PAYSON, Utah — There’s a good chance that the fresh tart cherries Southern Californians find at their grocers originated from Robert McMullin’s orchards at the base of the Wasatch Mountains.
The third-generation farmer provides 90% of the fresh sour cherries found in Southern California.
The hard-to-find fruit is prized by bakers and cooks. McMullin shook his head when he recalled how much fruit went unpicked during this year’s July harvest.
“We lost $300,000 on that deal because we didn’t have enough guys to pick,” he said.
McMullin’s plight illustrates how stalled efforts to revamp immigration laws have hit farmers nationwide. He relies on a federal program that brings in legal workers from Mexico to work his groves, but the program, which he calls expensive and inflexible, can’t always meet his needs. The system needs streamlining, he said.
A state guest-worker program that was supposed to go into effect this summer in Utah might have helped McMullin and other farmers searching for workers. But lawmakers delayed the program for two more years because they wanted to see whether Congress would pass an immigration overhaul first.
Utah mirrors a national trend of states holding back on passing immigration laws in hopes that the federal government will act on the issue, according to a study released this fall by the National Conference of State Legislatures.
It’s a far cry from 2011, when states enacted 162 immigration laws, many following Arizona’s controversial SB 1070.
By 2012, states had shrunk away from the immigration issue, especially after the U.S. Supreme Court rejected key provisions of the Arizona law that June.
This year, 146 immigration laws have been enacted in 43 states and the District of Columbia.
California has led the nation in providing benefits to people who are in the country illegally. New laws would allow such immigrants to obtain driver’s licenses and practice law, for example.
On the other end of the spectrum is Georgia, where officials this year expanded on a sweeping crackdown on illegal immigration. State law now prevents people who are in the country illegally from obtaining public housing, driver’s licenses, state grants and loans.
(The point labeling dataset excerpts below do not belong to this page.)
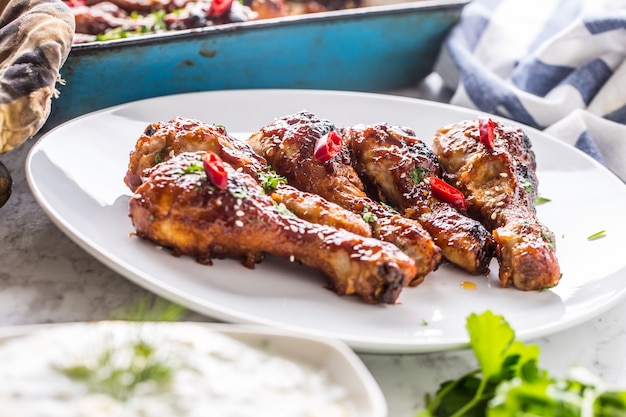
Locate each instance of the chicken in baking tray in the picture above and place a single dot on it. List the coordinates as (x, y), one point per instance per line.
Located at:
(396, 166)
(309, 152)
(161, 141)
(198, 205)
(494, 166)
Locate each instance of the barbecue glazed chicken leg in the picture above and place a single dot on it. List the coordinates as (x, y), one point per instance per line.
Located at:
(181, 207)
(161, 141)
(396, 165)
(496, 172)
(289, 145)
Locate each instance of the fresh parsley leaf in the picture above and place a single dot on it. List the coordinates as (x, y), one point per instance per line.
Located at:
(509, 383)
(193, 168)
(417, 174)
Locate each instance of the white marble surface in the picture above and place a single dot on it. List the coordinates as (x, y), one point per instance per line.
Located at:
(46, 278)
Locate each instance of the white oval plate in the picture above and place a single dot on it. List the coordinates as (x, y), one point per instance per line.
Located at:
(76, 174)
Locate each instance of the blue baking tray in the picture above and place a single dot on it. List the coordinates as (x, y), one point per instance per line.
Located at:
(365, 49)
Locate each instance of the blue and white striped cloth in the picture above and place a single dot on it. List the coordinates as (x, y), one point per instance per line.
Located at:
(558, 65)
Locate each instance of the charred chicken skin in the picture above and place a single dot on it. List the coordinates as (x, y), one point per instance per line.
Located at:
(499, 181)
(161, 141)
(395, 165)
(289, 143)
(178, 206)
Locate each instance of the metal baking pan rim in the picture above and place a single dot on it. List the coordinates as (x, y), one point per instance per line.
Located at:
(355, 13)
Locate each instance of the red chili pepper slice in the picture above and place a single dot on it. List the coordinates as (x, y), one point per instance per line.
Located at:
(327, 146)
(219, 8)
(446, 193)
(215, 171)
(486, 127)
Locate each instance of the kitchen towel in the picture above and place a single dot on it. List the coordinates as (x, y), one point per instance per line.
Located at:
(557, 65)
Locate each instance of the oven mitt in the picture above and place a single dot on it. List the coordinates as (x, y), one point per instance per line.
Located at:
(35, 39)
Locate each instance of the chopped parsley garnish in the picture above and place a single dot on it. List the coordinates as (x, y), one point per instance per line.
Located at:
(368, 216)
(597, 235)
(270, 180)
(417, 174)
(282, 209)
(193, 168)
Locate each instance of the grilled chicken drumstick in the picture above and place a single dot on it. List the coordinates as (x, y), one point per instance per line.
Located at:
(395, 164)
(289, 145)
(495, 169)
(163, 140)
(180, 207)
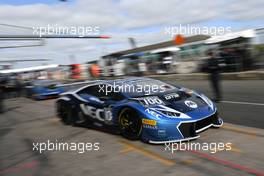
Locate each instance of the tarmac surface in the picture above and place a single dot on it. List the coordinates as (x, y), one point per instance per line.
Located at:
(27, 123)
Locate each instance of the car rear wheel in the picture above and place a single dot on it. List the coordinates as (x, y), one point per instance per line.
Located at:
(130, 124)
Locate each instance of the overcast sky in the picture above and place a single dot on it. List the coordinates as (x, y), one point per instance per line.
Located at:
(144, 20)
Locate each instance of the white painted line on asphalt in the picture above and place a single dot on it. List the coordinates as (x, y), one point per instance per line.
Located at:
(244, 103)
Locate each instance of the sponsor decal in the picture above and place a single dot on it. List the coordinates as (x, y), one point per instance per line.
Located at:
(147, 101)
(153, 113)
(169, 112)
(190, 104)
(149, 122)
(99, 114)
(150, 127)
(171, 96)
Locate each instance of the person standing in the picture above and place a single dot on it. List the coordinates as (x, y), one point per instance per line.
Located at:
(214, 75)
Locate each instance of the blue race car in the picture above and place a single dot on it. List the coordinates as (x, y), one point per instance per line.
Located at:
(43, 89)
(140, 108)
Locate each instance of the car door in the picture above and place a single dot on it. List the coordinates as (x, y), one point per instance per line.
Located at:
(92, 105)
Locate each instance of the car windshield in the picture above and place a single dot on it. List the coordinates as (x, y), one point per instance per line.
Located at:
(145, 87)
(45, 82)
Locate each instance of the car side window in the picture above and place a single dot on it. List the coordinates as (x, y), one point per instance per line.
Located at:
(98, 92)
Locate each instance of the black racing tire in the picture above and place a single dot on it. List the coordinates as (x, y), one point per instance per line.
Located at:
(130, 124)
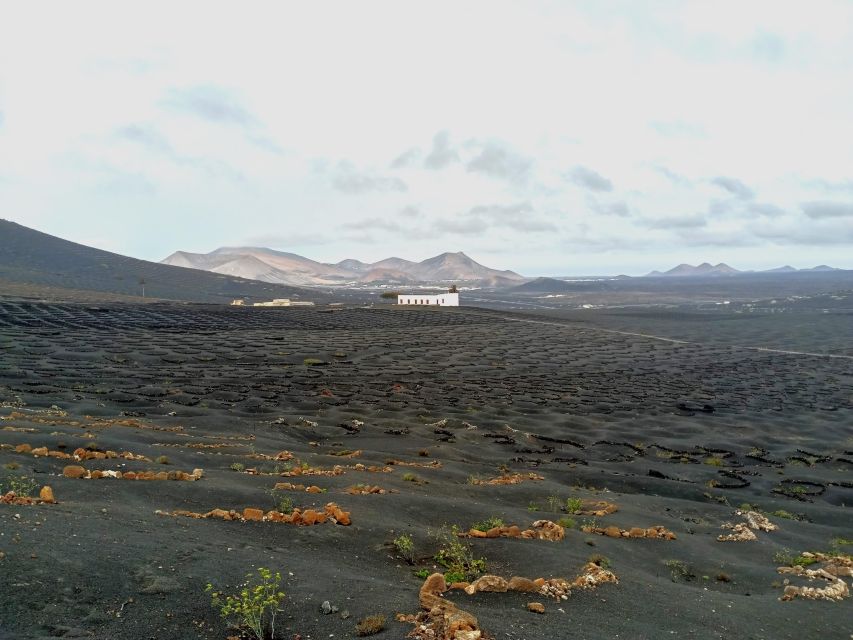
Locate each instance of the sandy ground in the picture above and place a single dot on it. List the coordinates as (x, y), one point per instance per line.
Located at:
(678, 435)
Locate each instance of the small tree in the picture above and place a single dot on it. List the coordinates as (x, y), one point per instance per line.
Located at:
(256, 605)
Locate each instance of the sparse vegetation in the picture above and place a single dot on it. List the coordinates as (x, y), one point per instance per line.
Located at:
(370, 625)
(679, 570)
(22, 485)
(488, 523)
(574, 505)
(457, 557)
(405, 546)
(600, 560)
(256, 604)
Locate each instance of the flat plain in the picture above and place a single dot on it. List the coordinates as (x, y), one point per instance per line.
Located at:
(680, 431)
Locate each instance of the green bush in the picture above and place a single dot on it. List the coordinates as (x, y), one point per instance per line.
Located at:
(370, 625)
(574, 505)
(255, 606)
(488, 523)
(457, 557)
(405, 546)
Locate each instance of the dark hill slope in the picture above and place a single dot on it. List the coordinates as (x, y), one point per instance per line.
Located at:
(47, 263)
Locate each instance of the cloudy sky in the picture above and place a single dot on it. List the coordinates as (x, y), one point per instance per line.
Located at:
(546, 137)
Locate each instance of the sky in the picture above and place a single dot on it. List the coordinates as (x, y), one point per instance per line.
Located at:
(551, 138)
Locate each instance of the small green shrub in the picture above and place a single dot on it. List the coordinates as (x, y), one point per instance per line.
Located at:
(255, 606)
(488, 523)
(457, 557)
(370, 625)
(600, 560)
(23, 486)
(574, 505)
(405, 546)
(679, 570)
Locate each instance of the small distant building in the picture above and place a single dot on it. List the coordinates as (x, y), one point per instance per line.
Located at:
(442, 299)
(283, 302)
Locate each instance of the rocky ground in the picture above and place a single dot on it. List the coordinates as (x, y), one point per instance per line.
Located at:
(143, 417)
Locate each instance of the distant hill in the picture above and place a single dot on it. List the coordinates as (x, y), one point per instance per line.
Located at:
(704, 269)
(289, 268)
(47, 265)
(722, 269)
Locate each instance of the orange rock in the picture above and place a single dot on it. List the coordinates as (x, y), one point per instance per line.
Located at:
(46, 495)
(523, 585)
(253, 515)
(74, 471)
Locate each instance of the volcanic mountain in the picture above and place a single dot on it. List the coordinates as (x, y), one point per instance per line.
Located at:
(288, 268)
(33, 264)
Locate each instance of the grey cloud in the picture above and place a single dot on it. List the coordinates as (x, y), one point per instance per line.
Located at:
(678, 129)
(410, 212)
(442, 153)
(693, 221)
(589, 179)
(406, 159)
(766, 209)
(209, 103)
(734, 187)
(827, 209)
(501, 162)
(146, 136)
(520, 216)
(675, 178)
(619, 208)
(768, 47)
(346, 178)
(374, 223)
(151, 139)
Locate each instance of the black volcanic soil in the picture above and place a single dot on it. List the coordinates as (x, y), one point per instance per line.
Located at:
(598, 414)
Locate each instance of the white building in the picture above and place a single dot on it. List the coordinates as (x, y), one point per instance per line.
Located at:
(441, 300)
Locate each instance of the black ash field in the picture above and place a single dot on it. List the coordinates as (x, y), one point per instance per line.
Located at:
(438, 402)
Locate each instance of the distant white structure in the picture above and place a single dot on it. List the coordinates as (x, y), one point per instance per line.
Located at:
(441, 300)
(278, 302)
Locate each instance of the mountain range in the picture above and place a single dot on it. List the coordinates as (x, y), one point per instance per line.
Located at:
(706, 269)
(36, 263)
(281, 267)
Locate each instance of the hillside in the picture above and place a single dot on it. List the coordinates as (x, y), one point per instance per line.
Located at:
(57, 268)
(290, 268)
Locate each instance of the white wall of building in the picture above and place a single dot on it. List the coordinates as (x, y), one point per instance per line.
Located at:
(441, 300)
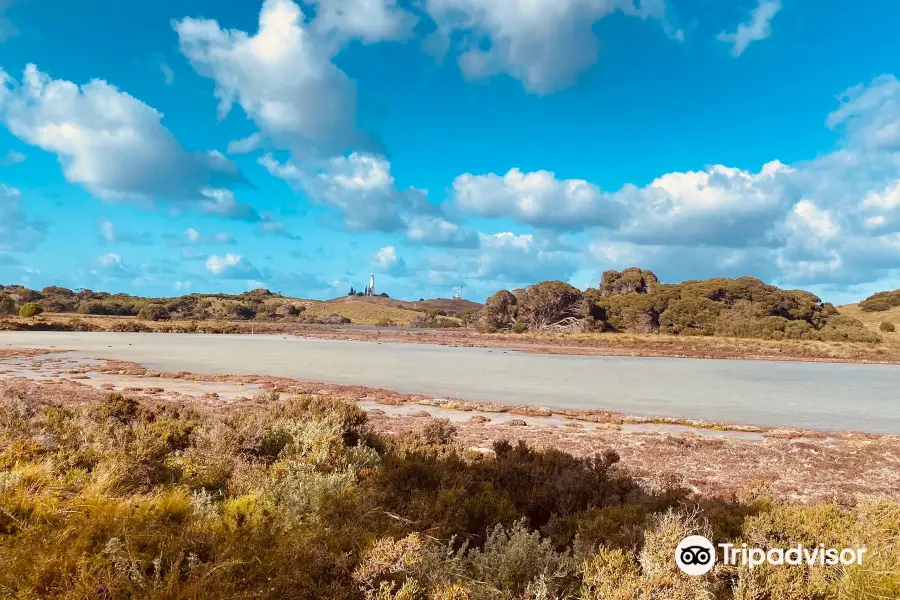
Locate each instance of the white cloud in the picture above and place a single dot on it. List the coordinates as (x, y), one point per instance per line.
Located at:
(758, 28)
(7, 29)
(12, 158)
(222, 203)
(546, 45)
(536, 198)
(111, 265)
(281, 76)
(368, 20)
(360, 186)
(388, 262)
(168, 75)
(194, 237)
(870, 114)
(106, 140)
(232, 266)
(832, 220)
(245, 145)
(721, 205)
(111, 234)
(513, 259)
(18, 232)
(437, 231)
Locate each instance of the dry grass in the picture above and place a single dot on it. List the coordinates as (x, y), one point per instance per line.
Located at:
(612, 344)
(873, 320)
(360, 312)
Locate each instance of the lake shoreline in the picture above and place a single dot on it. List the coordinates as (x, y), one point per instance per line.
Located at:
(611, 390)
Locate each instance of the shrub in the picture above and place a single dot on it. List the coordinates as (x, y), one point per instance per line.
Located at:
(499, 312)
(631, 280)
(154, 312)
(30, 310)
(7, 306)
(549, 304)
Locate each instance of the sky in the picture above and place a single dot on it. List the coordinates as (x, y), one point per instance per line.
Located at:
(447, 145)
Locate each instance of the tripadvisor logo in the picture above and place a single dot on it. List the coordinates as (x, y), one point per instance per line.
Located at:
(696, 555)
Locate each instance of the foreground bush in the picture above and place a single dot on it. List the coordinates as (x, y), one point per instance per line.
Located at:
(881, 301)
(295, 498)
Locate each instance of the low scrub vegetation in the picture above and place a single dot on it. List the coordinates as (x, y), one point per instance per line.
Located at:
(296, 498)
(634, 301)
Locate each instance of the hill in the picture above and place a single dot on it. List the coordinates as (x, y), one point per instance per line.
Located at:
(881, 301)
(873, 320)
(440, 306)
(259, 304)
(635, 301)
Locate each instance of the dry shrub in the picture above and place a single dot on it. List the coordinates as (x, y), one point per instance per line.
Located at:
(296, 498)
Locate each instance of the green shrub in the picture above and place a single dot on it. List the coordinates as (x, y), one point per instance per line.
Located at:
(499, 312)
(295, 498)
(7, 306)
(154, 312)
(30, 310)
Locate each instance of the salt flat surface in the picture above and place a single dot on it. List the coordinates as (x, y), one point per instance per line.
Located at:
(829, 396)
Most states have taken a more nuanced approach to immigration law this year.
In the Southwest, for instance, Utah enacted legislation that excluded people who are in the country illegally from receiving new state scholarships.
At the same time, legislators created a provision in a law regarding abandoned property, allowing former tenants access to a property if they needed to retrieve documents about their immigration status.
In Virginia, legislators did not opt for sweeping laws like Georgia, but did ban people who are in the country illegally from obtaining concealed weapons permits.
Most noteworthy is that 24 states — double the number from previous years — passed resolutions asking the federal government to step in and take the reins on immigration, according to the report by the National Conference of State Legislatures.
Ann Morse, who helped prepare the report and heads the Immigrant Policy Project at the organization, says she hears this sentiment when she talks with state lawmakers from across the country.
“They say, ‘We can only do so much,’” she said. “They feel the government needs to come to the plate and finish the job.... Not acting on immigration reform is not a solution.”
Blanket enforcement laws — sparked by Arizona — are no longer popular with state lawmakers, especially because they can take millions of dollars to defend in court, said Gabriel J. Chin, professor of immigration law at the UC Davis School of Law.
“It’s pretty clear that, though it may satisfy a certain portion of the electorate, on the whole it’s counterproductive politically to demonize immigrants, even undocumented immigrants,” said Chin, who was a law professor at the University of Arizona when SB 1070 was passed. “So, I think the experiment in the SB 1070 type of involvement of immigration enforcement is over.”
Also, addressing immigration can be risky for some legislators.
Consider the experience in Utah. The state was ahead of its time when political, business, law-enforcement and religious leaders endorsed the 2010 Utah Compact — a declaration of five principles that sought to guide the discussion of immigration in the state in a more moderate tone, Morse said. The compact noted, for example, the value to society of keeping families together.
Some state lawmakers — on both sides of the aisle — didn’t get reelected after endorsing the compact and the bills it inspired.
Now, Utah leaders are timid about tackling immigration, said Jean Welch Hill, who was part of the compact and is a government liaison for the Catholic Diocese of Salt Lake City.
To Robert McMullin, the farmer in Payson, the issue is clear: He doesn’t want to hire people who are in the country illegally. The government, he said, needs to act.
On a recent chilly autumn day, McMullin perused his cherry orchards and talked about what the lack of an immigration overhaul means to him and the average American.
“From my perspective, the only thing that is going to happen is that they are going to have less selection of fruit at a higher cost,” McMullin said. “There is going to be more waste and less fruit available.”